On 17 October, during the Week 4's nominations, Galisteu publicly clarified that Cezar Black had not assaulted Jenny Miranda at the party that week. On the day of the event, the contestant had a disagreement with Kally at the entrance to the main House and ended up having to be separated by her colleagues. During this time, WL Guimarães grabbed Jenny's arm, which the contestant believed to have been Black. With that, she accused the nurse of assault and went to the closet to ask for an analysis of the images of the moment. There was no statement from the production team at the time.

On 24 October, during the Week 5's nominations, Galisteu put an end to Kamila Simioni and Lily Nobre's story about Jaquelline Grohalski having had the desire to kiss Tonzão Chagas, supposedly referred to by her as Ton, at the party that week. In addition to the edition having recapitulated the moment, in which Jaquelline says "another man", the host denied the story live to avoid worsening the accusations, since Tonzão is engaged.

==Contestants==
The celebrities were officially revealed by RecordTV on 14 September 2023.
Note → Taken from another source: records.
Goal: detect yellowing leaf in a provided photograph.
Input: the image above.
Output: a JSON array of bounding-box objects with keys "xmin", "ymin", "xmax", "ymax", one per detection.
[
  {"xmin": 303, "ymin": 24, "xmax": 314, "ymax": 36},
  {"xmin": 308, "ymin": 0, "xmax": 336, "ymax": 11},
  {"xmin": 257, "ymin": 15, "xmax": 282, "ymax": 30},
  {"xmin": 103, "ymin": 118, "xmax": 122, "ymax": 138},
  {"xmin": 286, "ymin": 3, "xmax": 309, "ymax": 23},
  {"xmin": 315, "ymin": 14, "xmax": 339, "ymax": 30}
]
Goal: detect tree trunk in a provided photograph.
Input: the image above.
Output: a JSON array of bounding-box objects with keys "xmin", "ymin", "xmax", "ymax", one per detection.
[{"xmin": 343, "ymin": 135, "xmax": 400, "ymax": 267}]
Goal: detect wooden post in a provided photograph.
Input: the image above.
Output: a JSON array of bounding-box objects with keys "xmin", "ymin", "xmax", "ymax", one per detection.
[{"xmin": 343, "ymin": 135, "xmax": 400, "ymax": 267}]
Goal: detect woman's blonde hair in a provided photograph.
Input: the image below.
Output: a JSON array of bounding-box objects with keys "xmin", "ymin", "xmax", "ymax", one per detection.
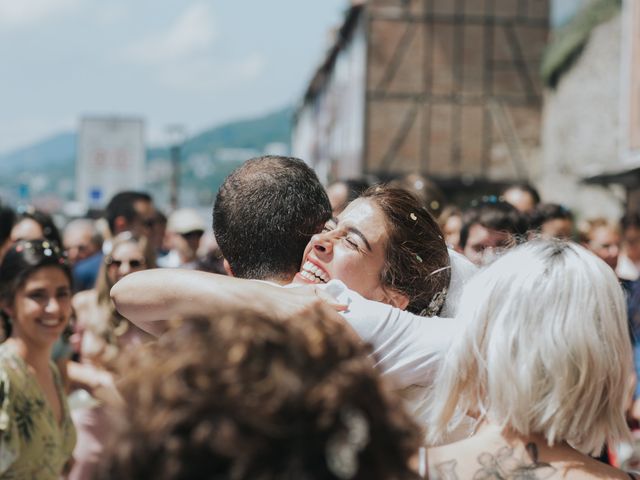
[{"xmin": 429, "ymin": 240, "xmax": 632, "ymax": 453}]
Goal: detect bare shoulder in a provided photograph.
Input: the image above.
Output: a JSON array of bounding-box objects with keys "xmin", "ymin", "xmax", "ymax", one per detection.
[{"xmin": 427, "ymin": 438, "xmax": 631, "ymax": 480}]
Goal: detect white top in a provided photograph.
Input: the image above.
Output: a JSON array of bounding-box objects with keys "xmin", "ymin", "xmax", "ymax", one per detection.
[{"xmin": 320, "ymin": 250, "xmax": 477, "ymax": 389}]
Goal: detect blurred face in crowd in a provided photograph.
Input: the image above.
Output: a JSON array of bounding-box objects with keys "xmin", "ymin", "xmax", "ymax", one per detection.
[
  {"xmin": 105, "ymin": 242, "xmax": 147, "ymax": 285},
  {"xmin": 540, "ymin": 218, "xmax": 573, "ymax": 240},
  {"xmin": 129, "ymin": 200, "xmax": 156, "ymax": 238},
  {"xmin": 9, "ymin": 266, "xmax": 71, "ymax": 348},
  {"xmin": 587, "ymin": 226, "xmax": 621, "ymax": 270},
  {"xmin": 294, "ymin": 199, "xmax": 388, "ymax": 301},
  {"xmin": 11, "ymin": 218, "xmax": 44, "ymax": 242},
  {"xmin": 442, "ymin": 215, "xmax": 462, "ymax": 249},
  {"xmin": 623, "ymin": 227, "xmax": 640, "ymax": 263},
  {"xmin": 63, "ymin": 227, "xmax": 98, "ymax": 265},
  {"xmin": 504, "ymin": 188, "xmax": 536, "ymax": 213},
  {"xmin": 327, "ymin": 182, "xmax": 349, "ymax": 215},
  {"xmin": 462, "ymin": 223, "xmax": 513, "ymax": 265}
]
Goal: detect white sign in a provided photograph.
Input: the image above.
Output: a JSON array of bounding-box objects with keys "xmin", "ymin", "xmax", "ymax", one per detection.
[{"xmin": 76, "ymin": 117, "xmax": 146, "ymax": 208}]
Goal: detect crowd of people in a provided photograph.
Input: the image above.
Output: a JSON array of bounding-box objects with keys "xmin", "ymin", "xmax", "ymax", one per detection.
[{"xmin": 0, "ymin": 156, "xmax": 640, "ymax": 480}]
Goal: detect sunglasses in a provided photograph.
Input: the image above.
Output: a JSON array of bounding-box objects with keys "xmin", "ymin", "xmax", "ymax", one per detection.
[{"xmin": 104, "ymin": 256, "xmax": 147, "ymax": 268}]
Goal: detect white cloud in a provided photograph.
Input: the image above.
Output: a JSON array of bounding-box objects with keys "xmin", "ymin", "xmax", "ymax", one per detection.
[
  {"xmin": 158, "ymin": 52, "xmax": 267, "ymax": 92},
  {"xmin": 124, "ymin": 0, "xmax": 216, "ymax": 65},
  {"xmin": 0, "ymin": 0, "xmax": 82, "ymax": 28}
]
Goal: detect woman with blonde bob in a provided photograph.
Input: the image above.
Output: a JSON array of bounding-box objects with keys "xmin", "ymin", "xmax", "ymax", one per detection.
[{"xmin": 428, "ymin": 241, "xmax": 634, "ymax": 479}]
| Contestant | Age | Background | Hometown | Entered | Exited | Status | Finish |
| Nathalia Valente | 20 | Digital influencer | São Paulo | Day 1 | Day 12 | Eliminated 1st on 28 September 2023 | 22nd |
| Laranjinha | 35 | Actor | Rio de Janeiro | Day 1 | Day 19 | Eliminated 2nd on 5 October 2023 | 21st |
| Cariúcha | 32 | Singer | Nova Iguaçu | Day 1 | Day 26 | Eliminated 3rd on 12 October 2023 | 20th |
| Rachel Sheherazade | 50 | Journalist | João Pessoa | Day 1 | Day 33 | Ejected on 19 October 2023 | 19th |
| Kamila Simioni | 37 | Businesswoman | Belo Horizonte | Day 1 | Day 40 | Eliminated 4th on 26 October 2023 | 18th |
| Jenny Miranda | 34 | Digital influencer | São Paulo | Day 1 | Day 47 | Eliminated 5th on 2 November 2023 | 17th |
| Henrique Martins | 31 | Olympic swimmer | Campinas | Day 1 | Day 54 | Eliminated 6th on 9 November 2023 | 16th |
| Sander Mecca | 40 | Singer | São Paulo | Day 1 | Day 61 | Eliminated 7th on 16 November 2023 | 15th |
| Lucas Souza | 23 | Digital influencer | Passos | Day 1 | Day 67 | Walked on 22 November 2023 | 14th |
| Alicia X | 23 | Actress & singer | Taboão da Serra | Day 5 | Day 68 | Eliminated 8th on 23 November 2023 | 13th |
| Kally Fonseca | 30 | Singer | Natal | Day 1 | Day 75 | Eliminated 9th on 30 November 2023 | 12th |
| Yuri Meirelles | 22 | Model | Rio de Janeiro | Day 1 | Day 82 | Eliminated 10th on 7 December 2023 | 11th |
| Radamés Furlan | 37 | Football player | Rio de Janeiro | Day 1 | Day 89 | Eliminated 11th on 14 December 2023 | 10th/9th |
| Cezar Black | 35 | Nurse & digital influencer | Salvador | Day 5 | Day 89 | Eliminated 12th on 14 December 2023 |
| Shayan Haghbin A Fazenda 14 | 32 | Digital influencer | Tehran, Iran | Day 5 | Day 91 | Eliminated 13th on 16 December 2023 | 8th/7th |
| Nadja Pessoa A Fazenda 10 | 35 | Businesswoman | Recife | Day 5 | Day 91 | Eliminated 14th on 16 December 2023 |
| Lily Nobre | 21 | Singer | Rio de Janeiro | Day 1 | Day 94 | Eliminated 15th on 19 December 2023 | 6th/5th |
| Tonzão Chagas | 35 | Singer | Rio de Janeiro | Day 1 | Day 94 | Eliminated 16th on 19 December 2023 |
| WL Guimarães | 24 | Digital influencer | Duque de Caxias | Day 1 | Day 96 | Fourth place on 21 December 2023 | 4th |
| Márcia Fu | 54 | Former volleyball player | Juiz de Fora | Day 1 | Day 96 | Third place on 21 December 2023 | 3rd |
| André Gonçalves | 47 | Actor | Rio de Janeiro | Day 1 | Day 96 | Runner-up on 21 December 2023 | 2nd |
| Jaquelline Grohalski | 29 | Model | Rolim de Moura | Day 1 | Day 96 | Winner on 21 December 2023 | 1st |

==Future Appearances==
In 2025, Radamés Furlan appeared with his wife Carol Furlan in Power Couple Brasil 7, they finished as winners from the competition.

==The game==
===The Warehouse===
This season, 10 celebrities (7 former reality show contestants and 3 digital influencers from Kwai, one of the sponsors from this season) enter the Warehouse to compete in a public vote for the final 4 spots (2 men and 2 women) in the Farm, bringing the total number of contestants up to 22.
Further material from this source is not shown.